実は今回も修正が行われており6月は純減になっている。雇用の伸びは明らかに4月以降に鈍っておりトランプ関税の影響であるということがわかる。しかし今回は7月になり大幅に回復している。このため「そもそも雇用統計を信じていいものか」という疑義が生じているのだ。

次にアウトプレースメント会社(どうやらアメリカにはリストラで余剰になった人員に仕事を斡旋する「リストラ支援業」があるようだ)の業績が伸びている。つまり人員削減が進んでいる。公式の雇用統計が信頼できなくなったため民間の数字に注目が集まっているのである。

ただし利下げは既定路線ではないようで、関税政策によるインフレを重視するのか雇用を重視するのかで激しい議論も予想されるそうだ。

労働市場が悪化しているのに関税による影響で物価が上昇すると「物価を抑えるのか労働市場を救うのか」という究極のトロッコ問題が持ち上がる。このため一部の理事は来週のCPIを見ないとFOMCで意思決定はできないと表明している。

つまり、トランプ政権の関税政策の影響で賃金上昇を伴わないスタグフレーションの可能性が高まっているということになる。
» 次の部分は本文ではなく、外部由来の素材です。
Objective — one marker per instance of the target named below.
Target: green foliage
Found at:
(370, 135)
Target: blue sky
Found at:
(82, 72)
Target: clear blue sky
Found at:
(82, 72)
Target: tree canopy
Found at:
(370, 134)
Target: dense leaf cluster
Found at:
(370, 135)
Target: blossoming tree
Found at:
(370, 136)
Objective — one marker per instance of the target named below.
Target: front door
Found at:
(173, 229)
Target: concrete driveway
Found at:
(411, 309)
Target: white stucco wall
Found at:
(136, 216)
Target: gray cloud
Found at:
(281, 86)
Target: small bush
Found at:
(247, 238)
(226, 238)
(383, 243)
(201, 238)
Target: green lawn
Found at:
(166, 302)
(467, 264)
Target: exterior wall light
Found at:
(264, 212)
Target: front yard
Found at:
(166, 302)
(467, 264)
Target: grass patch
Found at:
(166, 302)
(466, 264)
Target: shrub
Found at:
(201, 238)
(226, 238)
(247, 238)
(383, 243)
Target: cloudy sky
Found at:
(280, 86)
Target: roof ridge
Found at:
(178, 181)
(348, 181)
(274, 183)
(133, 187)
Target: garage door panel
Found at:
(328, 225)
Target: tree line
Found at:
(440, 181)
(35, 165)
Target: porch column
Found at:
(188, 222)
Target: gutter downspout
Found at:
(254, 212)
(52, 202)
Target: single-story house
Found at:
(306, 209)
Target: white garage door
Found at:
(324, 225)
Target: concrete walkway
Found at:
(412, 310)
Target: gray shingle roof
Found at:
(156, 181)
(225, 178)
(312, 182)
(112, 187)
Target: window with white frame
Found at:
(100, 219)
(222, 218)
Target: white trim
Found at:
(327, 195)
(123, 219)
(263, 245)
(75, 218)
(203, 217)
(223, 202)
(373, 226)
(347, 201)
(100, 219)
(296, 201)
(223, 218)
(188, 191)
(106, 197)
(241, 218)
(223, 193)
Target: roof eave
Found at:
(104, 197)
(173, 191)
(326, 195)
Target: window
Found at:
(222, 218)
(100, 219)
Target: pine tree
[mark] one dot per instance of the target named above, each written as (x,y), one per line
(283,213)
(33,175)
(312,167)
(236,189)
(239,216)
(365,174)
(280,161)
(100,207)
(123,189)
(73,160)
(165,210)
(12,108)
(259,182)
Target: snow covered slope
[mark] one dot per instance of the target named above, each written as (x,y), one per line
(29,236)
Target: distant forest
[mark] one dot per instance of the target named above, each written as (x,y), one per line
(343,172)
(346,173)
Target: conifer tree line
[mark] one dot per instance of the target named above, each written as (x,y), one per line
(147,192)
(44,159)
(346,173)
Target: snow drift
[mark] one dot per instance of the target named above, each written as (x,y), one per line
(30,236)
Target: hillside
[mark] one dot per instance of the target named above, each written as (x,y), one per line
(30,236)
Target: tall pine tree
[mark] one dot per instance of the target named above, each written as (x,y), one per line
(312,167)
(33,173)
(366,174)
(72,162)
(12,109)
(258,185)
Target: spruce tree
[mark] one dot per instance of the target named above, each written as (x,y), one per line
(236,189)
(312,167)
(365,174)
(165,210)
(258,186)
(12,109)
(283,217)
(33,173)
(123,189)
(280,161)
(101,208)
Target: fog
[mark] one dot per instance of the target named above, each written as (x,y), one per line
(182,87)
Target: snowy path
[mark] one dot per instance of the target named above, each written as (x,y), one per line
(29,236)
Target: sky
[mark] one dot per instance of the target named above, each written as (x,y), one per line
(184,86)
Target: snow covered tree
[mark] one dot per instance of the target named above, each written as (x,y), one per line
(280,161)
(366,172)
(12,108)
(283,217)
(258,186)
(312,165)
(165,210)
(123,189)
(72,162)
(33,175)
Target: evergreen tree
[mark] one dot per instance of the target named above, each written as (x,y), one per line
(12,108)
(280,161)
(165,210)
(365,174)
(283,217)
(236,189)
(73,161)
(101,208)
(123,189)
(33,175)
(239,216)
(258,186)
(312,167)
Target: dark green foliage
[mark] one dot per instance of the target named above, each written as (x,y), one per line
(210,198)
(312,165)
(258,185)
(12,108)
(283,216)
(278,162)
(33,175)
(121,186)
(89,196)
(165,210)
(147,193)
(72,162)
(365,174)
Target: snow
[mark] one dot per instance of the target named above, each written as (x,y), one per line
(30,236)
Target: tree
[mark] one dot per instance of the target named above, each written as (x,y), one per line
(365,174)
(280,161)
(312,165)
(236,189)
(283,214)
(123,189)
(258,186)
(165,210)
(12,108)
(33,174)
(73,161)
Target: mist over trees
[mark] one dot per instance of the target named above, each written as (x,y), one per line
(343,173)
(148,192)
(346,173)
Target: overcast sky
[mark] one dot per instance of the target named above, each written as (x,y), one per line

スタグフレーション下では中央銀行はすべての人々を救うことはできない。本来それはアメリカ政府の仕事である。

すでに日米投資合意のエントリーで述べたようにトランプ政権が資金繰りに行き詰ると代替財源として日本をATM代わりに利用したいという欲求が生まれる。日本がアメリカの要求する資金を用立てることができないと「自動車部品産業などの壊滅」につながる大統領令の変更が行われることになる。一部では玉砕解散まで画策していると囁かれる石破総理の延命のための覚書によって日本経済とアメリカ経済はますます一蓮托生になりつつあるということだ。

こんな事にならないようにアメリカ経済はいつまでも好調であってもらいたいが、永遠に続く景気拡大などありえないのもまた確かなことであろう。